One of the things you do when you move to Oak Park is “buy in.” You buy in to an older, smaller home than you might get further afield. You buy in to saying hi to your neighbors and closing their garage doors if you spot them open. You buy in to diversity, inclusion and complicated conversations about those commitments. You buy in to taxes because our streets get plowed and our emergency calls responded to and our libraries are great. You buy in to volunteering, helping out, pitching in. You buy in, sometimes after asking questions and doing research, to trusting your neighbors who give countless hours to help find a best path forward.

You buy in because the promises of living in a place like Oak Park are real. Good schools, community, public services, community, volunteerism and another heaping side dish of community.

We think our daughter, now in kindergarten, will love the new pool and performing arts spaces in 10 years. But whether she does or doesn’t was barely a measurable part of the equation for our family in considering supporting the upcoming D200 referendum.

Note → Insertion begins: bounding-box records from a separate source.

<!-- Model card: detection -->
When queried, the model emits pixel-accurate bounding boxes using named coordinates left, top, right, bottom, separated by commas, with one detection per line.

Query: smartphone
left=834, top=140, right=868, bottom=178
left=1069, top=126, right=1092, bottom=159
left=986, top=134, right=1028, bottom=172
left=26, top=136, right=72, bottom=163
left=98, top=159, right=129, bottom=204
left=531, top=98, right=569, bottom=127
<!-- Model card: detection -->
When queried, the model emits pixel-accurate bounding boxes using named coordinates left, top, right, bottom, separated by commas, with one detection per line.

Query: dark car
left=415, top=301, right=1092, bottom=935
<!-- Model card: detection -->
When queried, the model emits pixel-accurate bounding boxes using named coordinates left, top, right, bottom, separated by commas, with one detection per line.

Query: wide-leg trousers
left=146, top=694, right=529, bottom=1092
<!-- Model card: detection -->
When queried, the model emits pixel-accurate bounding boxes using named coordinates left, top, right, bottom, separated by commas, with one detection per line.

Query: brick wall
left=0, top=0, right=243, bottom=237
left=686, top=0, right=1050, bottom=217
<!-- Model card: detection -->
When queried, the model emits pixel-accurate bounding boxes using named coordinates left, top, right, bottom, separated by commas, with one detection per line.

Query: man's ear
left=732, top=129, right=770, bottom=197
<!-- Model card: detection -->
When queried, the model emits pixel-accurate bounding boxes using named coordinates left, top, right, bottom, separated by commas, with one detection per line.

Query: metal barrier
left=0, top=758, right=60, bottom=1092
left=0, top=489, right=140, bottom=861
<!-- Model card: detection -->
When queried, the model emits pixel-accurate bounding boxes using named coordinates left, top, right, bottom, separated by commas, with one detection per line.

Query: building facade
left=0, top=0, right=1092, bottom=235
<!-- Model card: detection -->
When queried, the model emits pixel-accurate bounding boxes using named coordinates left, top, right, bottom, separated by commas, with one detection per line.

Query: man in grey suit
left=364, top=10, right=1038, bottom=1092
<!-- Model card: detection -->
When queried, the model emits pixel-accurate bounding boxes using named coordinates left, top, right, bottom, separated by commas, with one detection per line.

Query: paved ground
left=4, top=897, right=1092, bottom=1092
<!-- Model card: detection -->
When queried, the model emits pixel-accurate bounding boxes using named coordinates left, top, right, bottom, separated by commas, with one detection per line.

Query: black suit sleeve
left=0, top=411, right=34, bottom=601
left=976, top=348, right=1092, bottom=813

We understand there might be another thing in another year asked of us. If it’s as well researched and well thought out and does as much good as this referendum, well, we’ll support that too. If it’s for early childhood education or to improve affordability for renters or any number of things not directly applicable to our exact situation — sign us up.

We are more than OK with bearing some of the burden for things we may never see the benefits of — whether that’s in a global sense of trying to combat climate change so the world is safe and inhabitable centuries from now or investing in things like smart infrastructure choices for our local high school.

That’s what civil society is all about, right? We do things to make our lives better, our children’s lives better, and future children’s lives better.